È in questo momento di sofferenza psichica lunga, interminabile, che avviene la riorganizzazione in cui il dolore viene controllato, pacificato. Si dà inizio ad una nuova vita che non guarda al passato, fonte di dolore per tutto quello che avrebbe potuto essere e non è stato, ma neanche al futuro e vive solo il presente nel quale è più facile lottare. La fine del giorno porta ad un altro presente, con gli stessi problemi del precedente, che però si riescono ad affrontare perché si sa che terminano con la notte, alla quale seguirà un altro presente. Psicologicamente si accetta di vivere e lottare nel presente. Prendere coscienza che tutto questo è parte del futuro non è facile da sopportare perché vuol dire essere condannati all’ergastolo per una colpa mai commessa..
Scontrandosi con la disabilità le reazioni di una madre sono diverse. C’è chi nega l’evidenza adducendo comportamenti analoghi in un parente che poi ha avuto una brillante carriera; chi sublima pensieri negativi sul proprio figlio, difficili da accettare consciamente, diventando un genitore perfetto, esempio per tanti altri; chi minimizza il problema parlando di un blocco psicologico che si scioglierà come per incanto; chi non si rassegna e va alla disperata ricerca di qualcosa che possa guarire il figlio, impegnando soldi e tempo in terapie improbabili e altrettanto costose; chi ripara o tenta di farlo mettendo al mondo un altro figlio, anche per avere la certezza che non ci sia niente marcio in lei.
Come dare senso alla vita nonostante il non senso della prova che viene imposta? Ci sono donne che dedicano tutta la loro esistenza al figlio disabile, dimenticando loro stesse, la loro identità. Alcune si impegnano in attività associative, di volontariato, politiche; altre si impongono un’esistenza autarchica che rafforza sempre di più la simbiosi con il figlio; altre si costruiscono un rifugio mentale all’interno del quale si sentono protette.
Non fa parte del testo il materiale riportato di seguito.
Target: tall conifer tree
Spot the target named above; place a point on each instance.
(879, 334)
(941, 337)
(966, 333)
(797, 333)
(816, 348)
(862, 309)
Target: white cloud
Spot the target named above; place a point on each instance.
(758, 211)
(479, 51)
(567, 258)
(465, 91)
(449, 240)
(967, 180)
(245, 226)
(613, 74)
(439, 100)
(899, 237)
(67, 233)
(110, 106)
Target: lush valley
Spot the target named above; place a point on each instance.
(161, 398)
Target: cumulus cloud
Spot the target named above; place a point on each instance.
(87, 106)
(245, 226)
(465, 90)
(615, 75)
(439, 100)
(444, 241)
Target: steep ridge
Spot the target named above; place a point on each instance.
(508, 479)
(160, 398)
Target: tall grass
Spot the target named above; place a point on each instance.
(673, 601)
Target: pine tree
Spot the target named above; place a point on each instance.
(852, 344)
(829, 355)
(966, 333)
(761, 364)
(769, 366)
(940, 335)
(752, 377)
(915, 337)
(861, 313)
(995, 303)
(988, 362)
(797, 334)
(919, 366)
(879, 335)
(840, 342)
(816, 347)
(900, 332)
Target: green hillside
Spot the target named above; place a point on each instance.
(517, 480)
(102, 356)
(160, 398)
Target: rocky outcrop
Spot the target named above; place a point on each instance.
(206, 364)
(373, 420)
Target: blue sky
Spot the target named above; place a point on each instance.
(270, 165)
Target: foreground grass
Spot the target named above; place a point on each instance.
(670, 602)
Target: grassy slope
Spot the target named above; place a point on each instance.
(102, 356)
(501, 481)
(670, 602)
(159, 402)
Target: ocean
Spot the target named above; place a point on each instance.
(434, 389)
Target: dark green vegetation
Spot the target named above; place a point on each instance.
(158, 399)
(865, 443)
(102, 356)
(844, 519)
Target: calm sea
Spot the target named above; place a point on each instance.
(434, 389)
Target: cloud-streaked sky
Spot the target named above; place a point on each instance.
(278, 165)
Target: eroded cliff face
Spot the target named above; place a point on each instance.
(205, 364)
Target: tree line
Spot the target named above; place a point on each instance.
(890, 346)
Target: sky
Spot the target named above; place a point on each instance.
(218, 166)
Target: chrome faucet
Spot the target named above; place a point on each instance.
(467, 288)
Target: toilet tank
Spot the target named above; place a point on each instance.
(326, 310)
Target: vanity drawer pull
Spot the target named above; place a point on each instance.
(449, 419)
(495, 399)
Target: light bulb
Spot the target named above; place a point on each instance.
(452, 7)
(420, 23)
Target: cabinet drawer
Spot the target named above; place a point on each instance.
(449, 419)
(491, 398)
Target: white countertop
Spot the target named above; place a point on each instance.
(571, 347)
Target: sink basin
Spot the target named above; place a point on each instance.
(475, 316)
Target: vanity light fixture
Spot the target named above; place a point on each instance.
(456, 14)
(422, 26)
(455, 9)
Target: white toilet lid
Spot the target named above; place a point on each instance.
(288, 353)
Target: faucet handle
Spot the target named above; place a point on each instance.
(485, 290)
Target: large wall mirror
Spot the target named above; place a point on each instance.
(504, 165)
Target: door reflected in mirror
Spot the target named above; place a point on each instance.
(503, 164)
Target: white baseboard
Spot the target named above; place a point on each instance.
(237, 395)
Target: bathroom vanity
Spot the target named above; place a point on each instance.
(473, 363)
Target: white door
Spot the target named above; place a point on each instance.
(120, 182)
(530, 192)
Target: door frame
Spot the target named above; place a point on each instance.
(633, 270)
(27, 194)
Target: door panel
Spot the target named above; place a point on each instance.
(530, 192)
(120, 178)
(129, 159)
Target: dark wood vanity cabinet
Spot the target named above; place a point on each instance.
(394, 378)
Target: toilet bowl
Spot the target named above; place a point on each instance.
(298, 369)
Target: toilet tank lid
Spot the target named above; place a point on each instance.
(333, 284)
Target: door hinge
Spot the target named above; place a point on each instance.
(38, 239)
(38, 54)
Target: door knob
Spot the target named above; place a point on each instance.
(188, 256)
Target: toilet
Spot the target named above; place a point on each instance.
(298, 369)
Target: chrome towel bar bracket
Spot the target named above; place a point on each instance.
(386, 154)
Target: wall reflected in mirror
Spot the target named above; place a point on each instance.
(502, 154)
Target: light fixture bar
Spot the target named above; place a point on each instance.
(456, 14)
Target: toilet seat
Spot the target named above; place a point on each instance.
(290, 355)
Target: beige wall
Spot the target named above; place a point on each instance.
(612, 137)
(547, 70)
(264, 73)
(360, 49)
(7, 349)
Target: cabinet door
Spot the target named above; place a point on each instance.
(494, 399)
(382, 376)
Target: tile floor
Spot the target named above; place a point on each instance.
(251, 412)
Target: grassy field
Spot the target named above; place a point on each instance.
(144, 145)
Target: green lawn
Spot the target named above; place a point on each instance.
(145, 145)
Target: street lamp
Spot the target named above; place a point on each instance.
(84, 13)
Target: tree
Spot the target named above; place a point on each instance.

Essere madre è nella specie umana un compito lungo, faticoso, ma a termine con l’autonomia e autosufficienza del figlio. Non è così in presenza di disabilità dove è necessaria un’attenzione costante in ogni periodo della vita. È un’aberrazione della Natura che, nel mondo animale, viene riparata con l’eliminazione dell’elemento debole nel momento in cui è fuori dalla protezione del branco. La società attuale è iperselettiva e ha costruito luoghi di raccolta degli elementi fragili con il falso scopo di aiutare i genitori, in realtà condannando i loro figli ad una vita priva di senso, vanificando con un colpo di spugna anni di sacrifici, di rinuncia della propria esistenza.
Il dolore di una madre inizia forte con il travaglio e il parto, è costante per tutta la vita erodendone lentamente la salute fisica e psichica. Ritorna ad essere devastante al termine della sua esistenza quando la consapevolezza di lasciare il figlio alla mercé del branco la pone dolorosamente di fronte alla scelta che aveva scartato all’inizio della sua storia.